The study demonstrated relarkably similar results for the two arms, with very impressive complete response rates of 57% and 58% and median survivals of 12.5 and 11.8 months for cisplatin and carboplatin, respectively. The toxicity profile favored carboplatin, with significantly lower rates of severe nausea/vomiting, neurotoxicity (neuropathy), and leukopenia (low white blood cell counts), and infections in the patients who received carboplatin. So this work suggests comparable results and perhaps a more favorable therapeutic index (balance of activity vs. side effects) for carboplatin.
That’s one reason I modestly favor carboplatin over cisplatin outside of a clinical trial in ED-SCLC. Many additional trials have been done with carboplatin-based chemo in ED-SCLC that show survival about what you’d expect for cisplatin as well, and I’ll soon give some additional information on one trial presented at ASCO 2007 that compared two carboplatin-based doublet regimens.
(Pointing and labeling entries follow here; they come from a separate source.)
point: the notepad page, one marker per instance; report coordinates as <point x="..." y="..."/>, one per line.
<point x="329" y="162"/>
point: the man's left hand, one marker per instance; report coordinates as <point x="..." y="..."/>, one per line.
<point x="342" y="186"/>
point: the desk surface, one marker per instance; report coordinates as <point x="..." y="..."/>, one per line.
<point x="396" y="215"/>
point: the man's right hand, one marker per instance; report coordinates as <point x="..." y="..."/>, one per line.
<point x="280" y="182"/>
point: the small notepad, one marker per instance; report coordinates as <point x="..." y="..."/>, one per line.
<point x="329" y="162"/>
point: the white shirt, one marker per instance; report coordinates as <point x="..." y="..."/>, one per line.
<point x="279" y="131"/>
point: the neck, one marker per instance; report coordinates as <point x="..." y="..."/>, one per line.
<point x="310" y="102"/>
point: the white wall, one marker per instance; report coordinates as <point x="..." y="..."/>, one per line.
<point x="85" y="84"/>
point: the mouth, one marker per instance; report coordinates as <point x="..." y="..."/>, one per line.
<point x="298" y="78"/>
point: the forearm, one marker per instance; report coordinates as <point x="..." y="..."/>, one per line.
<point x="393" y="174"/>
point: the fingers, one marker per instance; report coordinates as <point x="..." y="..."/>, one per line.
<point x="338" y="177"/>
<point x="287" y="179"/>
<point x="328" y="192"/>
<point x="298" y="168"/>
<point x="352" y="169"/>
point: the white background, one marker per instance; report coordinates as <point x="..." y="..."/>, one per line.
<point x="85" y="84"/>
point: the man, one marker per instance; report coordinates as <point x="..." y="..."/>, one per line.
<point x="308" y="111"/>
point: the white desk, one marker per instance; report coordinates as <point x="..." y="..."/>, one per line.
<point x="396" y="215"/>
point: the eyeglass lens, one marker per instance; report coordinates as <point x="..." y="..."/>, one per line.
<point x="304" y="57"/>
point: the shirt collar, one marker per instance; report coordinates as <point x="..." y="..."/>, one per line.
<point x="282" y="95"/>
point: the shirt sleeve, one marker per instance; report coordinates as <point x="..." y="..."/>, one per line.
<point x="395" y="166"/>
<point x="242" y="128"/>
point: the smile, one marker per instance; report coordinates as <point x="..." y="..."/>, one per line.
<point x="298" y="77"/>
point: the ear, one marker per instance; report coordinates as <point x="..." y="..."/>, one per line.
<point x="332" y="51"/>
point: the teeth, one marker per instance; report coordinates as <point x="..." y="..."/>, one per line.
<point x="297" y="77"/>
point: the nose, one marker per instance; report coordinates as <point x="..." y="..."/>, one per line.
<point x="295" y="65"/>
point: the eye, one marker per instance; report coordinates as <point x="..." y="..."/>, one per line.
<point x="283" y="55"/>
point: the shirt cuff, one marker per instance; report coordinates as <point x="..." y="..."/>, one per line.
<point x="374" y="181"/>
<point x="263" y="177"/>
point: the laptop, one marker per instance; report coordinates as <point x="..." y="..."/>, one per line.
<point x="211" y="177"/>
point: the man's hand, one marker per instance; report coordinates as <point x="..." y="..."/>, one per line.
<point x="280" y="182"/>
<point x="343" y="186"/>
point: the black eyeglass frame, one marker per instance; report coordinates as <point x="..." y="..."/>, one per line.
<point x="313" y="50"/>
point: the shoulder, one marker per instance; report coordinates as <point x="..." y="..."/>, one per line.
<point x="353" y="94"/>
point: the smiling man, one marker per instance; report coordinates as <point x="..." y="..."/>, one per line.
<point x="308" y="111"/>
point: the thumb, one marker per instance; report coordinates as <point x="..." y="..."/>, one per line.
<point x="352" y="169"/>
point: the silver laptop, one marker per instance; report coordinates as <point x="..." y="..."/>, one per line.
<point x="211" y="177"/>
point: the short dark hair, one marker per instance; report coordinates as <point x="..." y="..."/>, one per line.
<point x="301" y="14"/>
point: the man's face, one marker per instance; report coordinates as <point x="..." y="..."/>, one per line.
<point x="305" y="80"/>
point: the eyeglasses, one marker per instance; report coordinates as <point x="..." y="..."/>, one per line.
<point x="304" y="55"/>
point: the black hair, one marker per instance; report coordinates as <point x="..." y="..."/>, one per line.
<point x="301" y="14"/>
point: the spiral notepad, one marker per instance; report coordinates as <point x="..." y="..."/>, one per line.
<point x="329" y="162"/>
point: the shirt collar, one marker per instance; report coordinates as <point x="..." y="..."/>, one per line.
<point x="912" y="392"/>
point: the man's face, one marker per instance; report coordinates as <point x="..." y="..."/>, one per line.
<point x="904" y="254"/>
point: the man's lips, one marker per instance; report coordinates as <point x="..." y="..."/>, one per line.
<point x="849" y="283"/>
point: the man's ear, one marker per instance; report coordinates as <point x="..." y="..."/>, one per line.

However, in a curative setting like LD-SCLC, I still favor cisplatin. There are no places in oncology where cure rates are better with carboplatin than cisplatin, but there are a number where cisplatin is signficantly (if modestly) better than carboplatin. In fact, the full paper showed some trends that looked a little worse for carboplatin recipients LD-SCLC, but the trial is small, and the differences weren’t enough to be statistically significant. Given the high stakes and the much more extensive body of evidence with cisplatin in LD-SCLC (the best data we have in long-term cure rates in LD-SCLC are with cisplatin/etoposide and twice daily RT, as described in a prior post), that’s my standard approach unless there’s a reason a patient can’t tolerate cisplatin. At least we have some evidence to suggest that patients who get carboplatin instead of cisplatin aren’t compromising significantly and may do just as well, based on this limited Greek experience.